Modeling the Effects of Detonations of High Explosives to Inform Blast Resistant Design

Keywords: Blast-resistant designs.  Explosive charges.  Blast loads.  Finite element (FE) analyses.  LS-DYNA.  AUTODYN.  Computational fluid dynamics (CFD).  Air3D.  Fluid-structure interaction.  UFC-3-340.  Predictions.  Damage.  TNT.

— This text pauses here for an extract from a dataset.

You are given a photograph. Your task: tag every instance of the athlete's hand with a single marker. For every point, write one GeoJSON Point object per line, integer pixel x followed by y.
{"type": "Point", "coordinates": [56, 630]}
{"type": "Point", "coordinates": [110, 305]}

Abstract: A comprehensive survey of different strategies to model detonations in commercially available finite element (FE) codes LS-DYNA and AUTODYN and the computational fluid dynamics (CFD) code Air3D was conducted.  A robust modeling strategy capable of modeling different charge shapes and fluid-structure interaction was identified is LS-DYNA and the use of remapping capabilities in AUTODYN and Air3D was demonstrated.  A near-field detonation of a spherical charge of TNT and the subsequent fluid-structure interaction with a rigid column was modeled using the three codes.  There were significant differences between the results of the FE and CFD analysis, and between these results and the predictions of UFC-3-340.  The reasons for the differences include the change in the value of constant specific heat ratio (gamma), of air at high temperatures, the effect of afterburning on the reflected impulse, and the effect of blast-wave clearing on both the reflected peak overpressure and impulse.